In a statement explaining the absence of white guys in the video, Rob Bliss of Rob Bliss Creative, the firm that partnered with Hollaback on the video, said, "We got a fair amount of white guys, but for whatever reason, a lot of what they said was in passing or off camera." I'd bet this is because, as Bliss gets at in his quote, white men, on average, don't catcall in the same way that men of colour do-and oftentimes, as I've learned, they don't do it at all.
That, of course, is not to say that white men don't have their own predatory nature-one that is expressed in ways unique to their privilege. As we know from countless court cases, it's not that white men don't hassle women (or rich white men, as Joyce Carol Oates implied this week in a tone-deaf tweet), it's that they do it in a different way.
For all men, harassment of women has more to do with establishing power than it does sexual interest; they do it to control space, both public (the very street you both walk on) and personal (a woman's self-set boundaries). Men of colour catcall vocally and visibly on the sidewalk because they have to-not that there's ever excuse for harassment. They need the "Sexy!" and "Smile!" to create the illusion of dominance in shared public spaces that social constructs and institutional racism have never afforded them control over.
White men, on the other hand, have no use for that sort of catcalling. They marked their territory centuries ago. So, instead, their sexual harassment is less invasive ("in passing," as Bliss puts it) and harder to recognize-even when it's staring you in the face.

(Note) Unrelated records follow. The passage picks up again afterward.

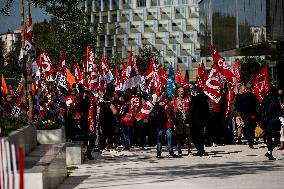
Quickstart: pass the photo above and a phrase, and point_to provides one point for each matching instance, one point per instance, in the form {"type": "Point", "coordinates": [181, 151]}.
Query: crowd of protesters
{"type": "Point", "coordinates": [188, 117]}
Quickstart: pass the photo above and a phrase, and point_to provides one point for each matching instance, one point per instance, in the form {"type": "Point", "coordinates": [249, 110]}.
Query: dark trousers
{"type": "Point", "coordinates": [197, 135]}
{"type": "Point", "coordinates": [107, 137]}
{"type": "Point", "coordinates": [272, 140]}
{"type": "Point", "coordinates": [139, 134]}
{"type": "Point", "coordinates": [250, 125]}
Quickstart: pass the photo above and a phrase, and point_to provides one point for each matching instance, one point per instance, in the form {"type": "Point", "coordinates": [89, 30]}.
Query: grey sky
{"type": "Point", "coordinates": [13, 21]}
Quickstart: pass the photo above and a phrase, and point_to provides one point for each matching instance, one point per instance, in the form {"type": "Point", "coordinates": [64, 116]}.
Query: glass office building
{"type": "Point", "coordinates": [244, 28]}
{"type": "Point", "coordinates": [170, 26]}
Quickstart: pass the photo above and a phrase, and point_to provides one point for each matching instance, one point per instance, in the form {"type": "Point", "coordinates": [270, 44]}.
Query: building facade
{"type": "Point", "coordinates": [245, 28]}
{"type": "Point", "coordinates": [170, 26]}
{"type": "Point", "coordinates": [9, 39]}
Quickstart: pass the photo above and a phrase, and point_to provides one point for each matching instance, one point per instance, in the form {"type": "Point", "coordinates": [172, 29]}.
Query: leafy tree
{"type": "Point", "coordinates": [249, 66]}
{"type": "Point", "coordinates": [12, 69]}
{"type": "Point", "coordinates": [1, 55]}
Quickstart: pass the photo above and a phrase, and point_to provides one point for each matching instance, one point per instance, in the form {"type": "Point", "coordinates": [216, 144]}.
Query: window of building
{"type": "Point", "coordinates": [168, 2]}
{"type": "Point", "coordinates": [98, 5]}
{"type": "Point", "coordinates": [183, 2]}
{"type": "Point", "coordinates": [106, 5]}
{"type": "Point", "coordinates": [179, 10]}
{"type": "Point", "coordinates": [141, 3]}
{"type": "Point", "coordinates": [102, 38]}
{"type": "Point", "coordinates": [155, 3]}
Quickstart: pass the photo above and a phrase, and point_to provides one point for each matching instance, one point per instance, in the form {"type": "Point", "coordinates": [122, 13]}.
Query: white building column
{"type": "Point", "coordinates": [102, 5]}
{"type": "Point", "coordinates": [110, 5]}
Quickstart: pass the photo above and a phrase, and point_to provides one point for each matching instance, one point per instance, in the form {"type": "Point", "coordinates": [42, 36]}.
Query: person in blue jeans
{"type": "Point", "coordinates": [160, 119]}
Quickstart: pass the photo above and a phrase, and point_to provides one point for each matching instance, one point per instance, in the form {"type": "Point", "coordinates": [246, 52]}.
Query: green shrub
{"type": "Point", "coordinates": [8, 125]}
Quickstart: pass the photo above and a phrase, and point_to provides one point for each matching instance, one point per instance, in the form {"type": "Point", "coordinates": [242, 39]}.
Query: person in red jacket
{"type": "Point", "coordinates": [180, 118]}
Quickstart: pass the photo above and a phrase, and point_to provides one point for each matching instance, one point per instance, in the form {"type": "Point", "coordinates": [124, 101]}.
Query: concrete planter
{"type": "Point", "coordinates": [51, 136]}
{"type": "Point", "coordinates": [24, 137]}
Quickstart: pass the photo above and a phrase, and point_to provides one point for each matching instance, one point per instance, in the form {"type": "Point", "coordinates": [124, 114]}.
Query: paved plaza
{"type": "Point", "coordinates": [230, 166]}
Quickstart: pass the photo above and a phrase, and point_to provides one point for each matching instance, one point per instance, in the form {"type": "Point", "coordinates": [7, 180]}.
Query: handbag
{"type": "Point", "coordinates": [259, 132]}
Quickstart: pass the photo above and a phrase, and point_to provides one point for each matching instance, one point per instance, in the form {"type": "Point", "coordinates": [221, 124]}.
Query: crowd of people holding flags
{"type": "Point", "coordinates": [155, 105]}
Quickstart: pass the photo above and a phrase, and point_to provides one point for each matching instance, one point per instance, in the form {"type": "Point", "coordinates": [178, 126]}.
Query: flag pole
{"type": "Point", "coordinates": [29, 73]}
{"type": "Point", "coordinates": [24, 60]}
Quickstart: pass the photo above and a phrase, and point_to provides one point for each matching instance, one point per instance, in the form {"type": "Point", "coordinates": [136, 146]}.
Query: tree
{"type": "Point", "coordinates": [249, 66]}
{"type": "Point", "coordinates": [1, 55]}
{"type": "Point", "coordinates": [12, 69]}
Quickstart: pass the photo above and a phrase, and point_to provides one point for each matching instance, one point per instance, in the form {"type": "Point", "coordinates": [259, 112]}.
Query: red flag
{"type": "Point", "coordinates": [151, 76]}
{"type": "Point", "coordinates": [138, 65]}
{"type": "Point", "coordinates": [130, 63]}
{"type": "Point", "coordinates": [70, 78]}
{"type": "Point", "coordinates": [16, 112]}
{"type": "Point", "coordinates": [61, 75]}
{"type": "Point", "coordinates": [28, 36]}
{"type": "Point", "coordinates": [261, 79]}
{"type": "Point", "coordinates": [45, 65]}
{"type": "Point", "coordinates": [256, 90]}
{"type": "Point", "coordinates": [77, 73]}
{"type": "Point", "coordinates": [4, 87]}
{"type": "Point", "coordinates": [118, 80]}
{"type": "Point", "coordinates": [91, 121]}
{"type": "Point", "coordinates": [148, 107]}
{"type": "Point", "coordinates": [105, 72]}
{"type": "Point", "coordinates": [212, 85]}
{"type": "Point", "coordinates": [124, 71]}
{"type": "Point", "coordinates": [230, 97]}
{"type": "Point", "coordinates": [237, 70]}
{"type": "Point", "coordinates": [222, 67]}
{"type": "Point", "coordinates": [91, 61]}
{"type": "Point", "coordinates": [185, 80]}
{"type": "Point", "coordinates": [94, 83]}
{"type": "Point", "coordinates": [178, 76]}
{"type": "Point", "coordinates": [202, 77]}
{"type": "Point", "coordinates": [163, 77]}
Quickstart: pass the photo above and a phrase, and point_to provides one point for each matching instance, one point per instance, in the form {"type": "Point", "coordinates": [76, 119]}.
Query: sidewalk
{"type": "Point", "coordinates": [230, 166]}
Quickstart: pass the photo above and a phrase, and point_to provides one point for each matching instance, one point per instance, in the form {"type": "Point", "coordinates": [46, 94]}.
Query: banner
{"type": "Point", "coordinates": [61, 76]}
{"type": "Point", "coordinates": [4, 88]}
{"type": "Point", "coordinates": [148, 107]}
{"type": "Point", "coordinates": [179, 78]}
{"type": "Point", "coordinates": [202, 77]}
{"type": "Point", "coordinates": [236, 69]}
{"type": "Point", "coordinates": [222, 67]}
{"type": "Point", "coordinates": [212, 85]}
{"type": "Point", "coordinates": [45, 65]}
{"type": "Point", "coordinates": [28, 35]}
{"type": "Point", "coordinates": [171, 86]}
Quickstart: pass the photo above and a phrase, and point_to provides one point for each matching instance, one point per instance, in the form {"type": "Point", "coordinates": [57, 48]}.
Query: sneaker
{"type": "Point", "coordinates": [172, 156]}
{"type": "Point", "coordinates": [270, 156]}
{"type": "Point", "coordinates": [251, 147]}
{"type": "Point", "coordinates": [281, 148]}
{"type": "Point", "coordinates": [126, 149]}
{"type": "Point", "coordinates": [240, 142]}
{"type": "Point", "coordinates": [199, 153]}
{"type": "Point", "coordinates": [90, 157]}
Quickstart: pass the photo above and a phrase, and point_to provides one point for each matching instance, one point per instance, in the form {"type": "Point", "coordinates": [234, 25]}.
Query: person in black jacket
{"type": "Point", "coordinates": [199, 114]}
{"type": "Point", "coordinates": [272, 124]}
{"type": "Point", "coordinates": [247, 105]}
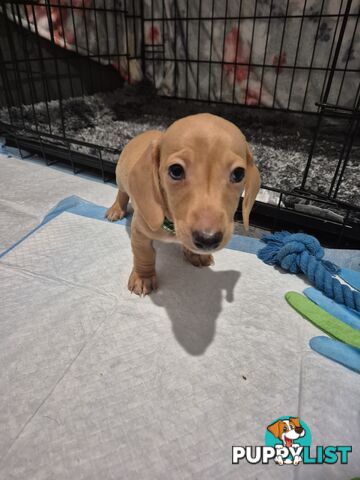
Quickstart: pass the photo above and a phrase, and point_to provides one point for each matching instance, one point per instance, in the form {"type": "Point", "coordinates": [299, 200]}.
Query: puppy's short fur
{"type": "Point", "coordinates": [193, 174]}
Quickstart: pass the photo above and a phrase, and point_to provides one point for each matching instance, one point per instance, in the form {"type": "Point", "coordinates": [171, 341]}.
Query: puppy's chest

They do it in bars, at parties, on the frat row at your local college campus, in boardrooms, and other places men of colour are never privy to, at least not in positions of power. As a biracial woman of colour who, despite being half-white, likely "reads" black to many people, I've walked into parties thrown by traditionally white fraternities and bars with a diverse crowd, and white guys have gawked at me ever so slightly, engaging with me as they would an exotic animal at a zoo. Particularly when I'm in a group with other women of colour, they circle us, giving off cues to dance in a way that suggests it's nothing more than a social experiment for them; it's as if they're wondering, "what's it really like to dance with a black girl?" And white men harass, sometimes most crudely, online-particularly, as I've experienced, when approaching women of colour.